Further wild speculation

After I wrote the blog post from two weeks ago, speculating that the “Ararat” of Genesis 8 might refer to Arrata in southwestern Iran, rather than Urartu in Anatolia, I stumbled over a very interesting article from 2014. The article is by Mohammed El Bastawesy, and it’s titled, “The Geomorphological and Hydrogeological Evidences for a Holocene Deluge in Arabia.”*

According to this article, during the late Pleistocene there was a massive lake occupying most of the southern part of the Arabian peninsula. At some point between 13,000 and 8,500 radiocarbon years ago the lake suddenly broke out of its basin – the article doesn’t explain why, but the entire region is geologically active. The water flowed north and east into what is now the Persian Gulf, which at the time, if you recall my earlier post about the Gulf Oasis, was dry and very likely habitable.

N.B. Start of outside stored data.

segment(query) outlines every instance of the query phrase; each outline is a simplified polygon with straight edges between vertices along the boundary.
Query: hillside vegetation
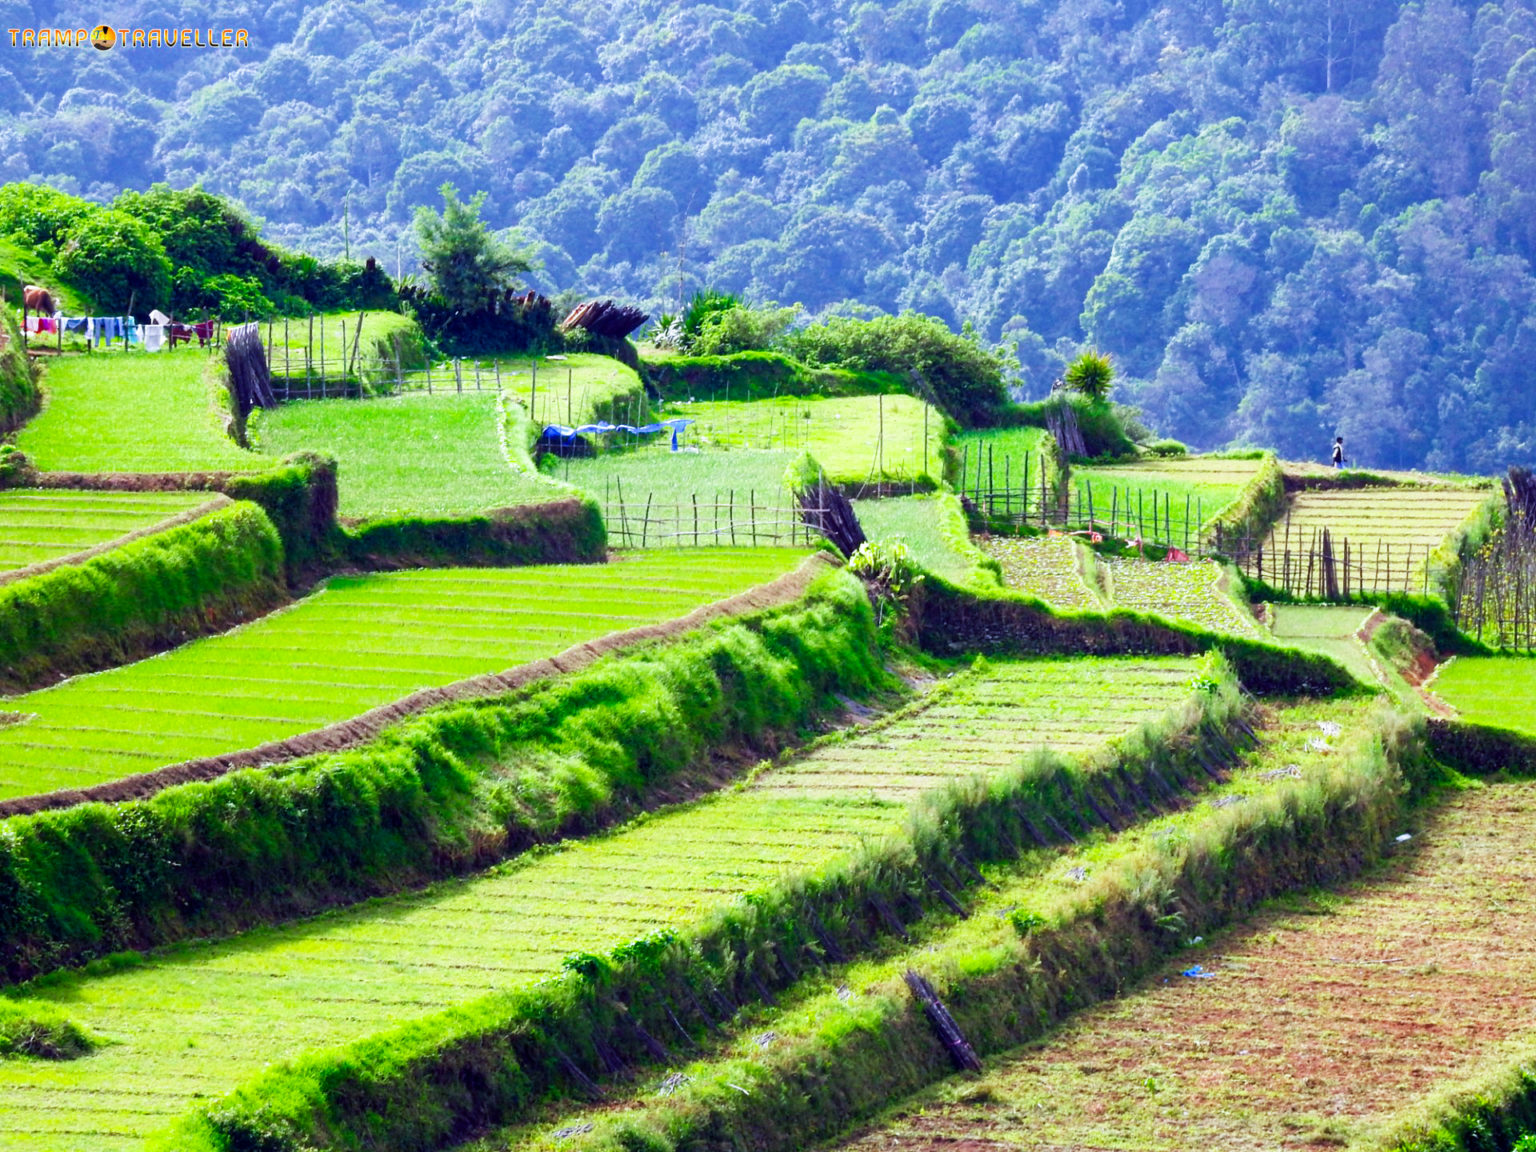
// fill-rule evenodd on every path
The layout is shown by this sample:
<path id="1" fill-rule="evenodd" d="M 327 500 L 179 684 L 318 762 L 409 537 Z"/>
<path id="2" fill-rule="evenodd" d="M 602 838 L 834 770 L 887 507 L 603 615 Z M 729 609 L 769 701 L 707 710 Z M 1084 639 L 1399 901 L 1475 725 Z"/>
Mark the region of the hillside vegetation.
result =
<path id="1" fill-rule="evenodd" d="M 9 11 L 96 22 L 81 0 Z M 276 240 L 390 271 L 413 207 L 453 181 L 537 242 L 547 288 L 653 313 L 701 284 L 913 307 L 1016 341 L 1032 394 L 1087 342 L 1202 447 L 1317 455 L 1338 431 L 1372 465 L 1485 471 L 1533 451 L 1529 0 L 580 19 L 199 0 L 181 22 L 254 47 L 8 56 L 0 176 L 102 201 L 202 181 Z"/>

That makes three separate sources of flooding for the oasis: 1) Sea level rise, which is known to have happened but would not have happened suddenly without other conditions (such as breaking through a natural levee) that are not known to have been present. 2) River floods, which have not, to my knowledge, been conclusively shown to have occurred, but can nevertheless reasonably be assumed to have happened from time to time. 3) The emptying of this megalake, which is known to have happened and to have been sudden.

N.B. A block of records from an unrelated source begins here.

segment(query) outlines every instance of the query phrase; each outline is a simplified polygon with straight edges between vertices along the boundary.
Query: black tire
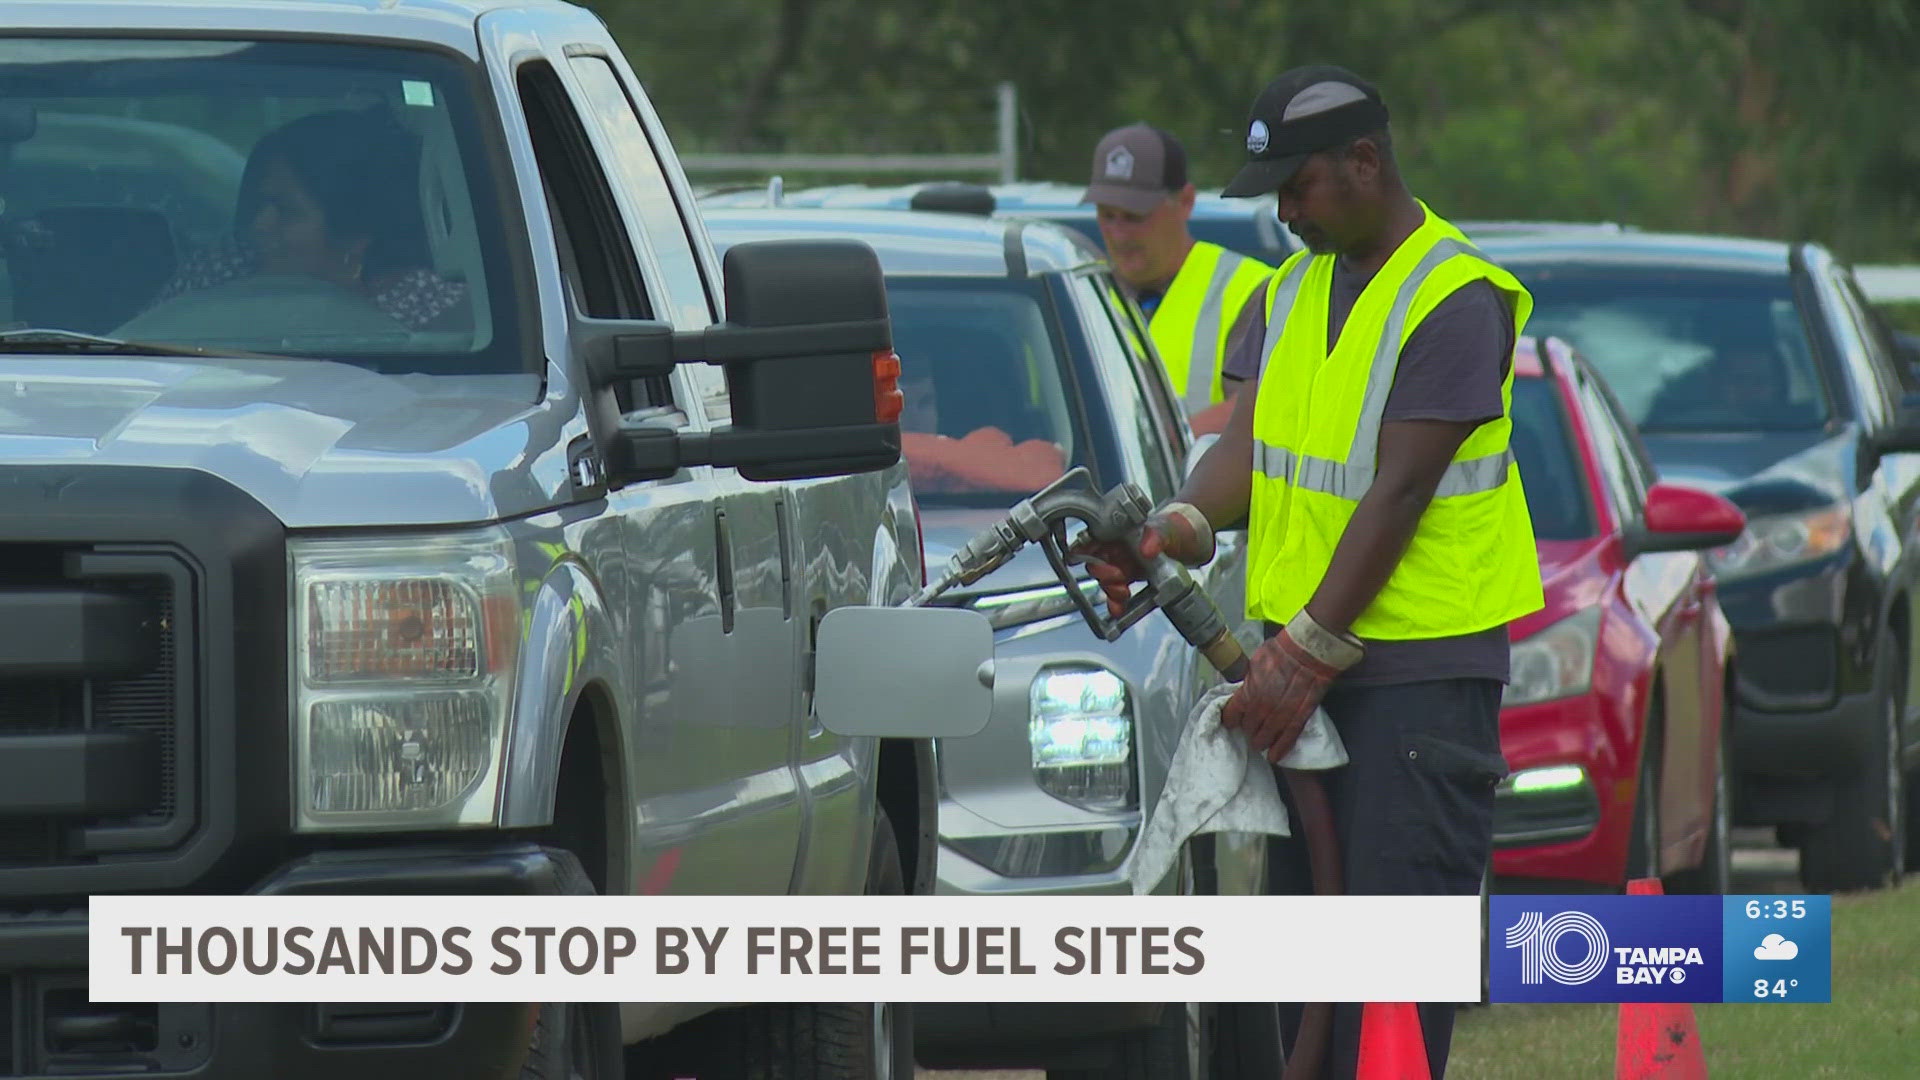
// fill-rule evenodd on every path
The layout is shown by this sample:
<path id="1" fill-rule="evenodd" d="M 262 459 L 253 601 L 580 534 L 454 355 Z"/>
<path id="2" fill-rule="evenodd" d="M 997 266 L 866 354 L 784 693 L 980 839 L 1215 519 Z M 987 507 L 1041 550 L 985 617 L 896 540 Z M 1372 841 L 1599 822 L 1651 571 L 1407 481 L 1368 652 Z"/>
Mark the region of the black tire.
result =
<path id="1" fill-rule="evenodd" d="M 1731 690 L 1731 687 L 1729 687 Z M 1728 694 L 1727 700 L 1733 697 Z M 1713 748 L 1713 811 L 1707 821 L 1707 846 L 1700 864 L 1676 870 L 1666 891 L 1725 896 L 1733 889 L 1733 780 L 1727 775 L 1727 722 L 1720 720 L 1720 740 Z"/>
<path id="2" fill-rule="evenodd" d="M 893 823 L 875 807 L 866 893 L 906 891 Z M 631 1080 L 913 1080 L 913 1006 L 801 1002 L 722 1009 L 634 1048 L 627 1068 Z"/>
<path id="3" fill-rule="evenodd" d="M 546 849 L 559 870 L 559 895 L 596 895 L 571 851 Z M 621 1080 L 620 1006 L 550 1002 L 540 1007 L 520 1080 Z"/>
<path id="4" fill-rule="evenodd" d="M 1047 1080 L 1210 1080 L 1220 1074 L 1209 1062 L 1212 1010 L 1205 1005 L 1163 1006 L 1160 1022 L 1136 1031 L 1115 1046 L 1111 1066 L 1100 1069 L 1048 1069 Z M 1278 1073 L 1261 1074 L 1266 1077 Z"/>
<path id="5" fill-rule="evenodd" d="M 1655 694 L 1658 694 L 1656 688 Z M 1633 795 L 1633 836 L 1627 844 L 1626 871 L 1620 887 L 1636 878 L 1660 876 L 1660 723 L 1659 698 L 1647 712 L 1647 732 L 1640 740 L 1640 779 Z"/>
<path id="6" fill-rule="evenodd" d="M 1891 635 L 1877 663 L 1887 672 L 1880 726 L 1853 775 L 1834 784 L 1833 814 L 1807 830 L 1800 881 L 1808 892 L 1836 893 L 1897 885 L 1906 870 L 1907 796 L 1900 767 L 1900 717 L 1906 709 L 1906 664 Z"/>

Before getting too excited, however, we need to remember that the very latest time period that all this could have happened is still a couple of millennia before anybody could possibly have written the story down. An oral narrative would only be passed down over that distance of time if each succeeding generation found it relevant to their own concerns. If not, after a few centuries the story would almost certainly be changed beyond recognition, if it survived at all. So, as I said earlier, this is wild speculation. But I think it’s interesting nonetheless.

*Published in Arabian Journal of Geosciences 8 (5): 2577-2586.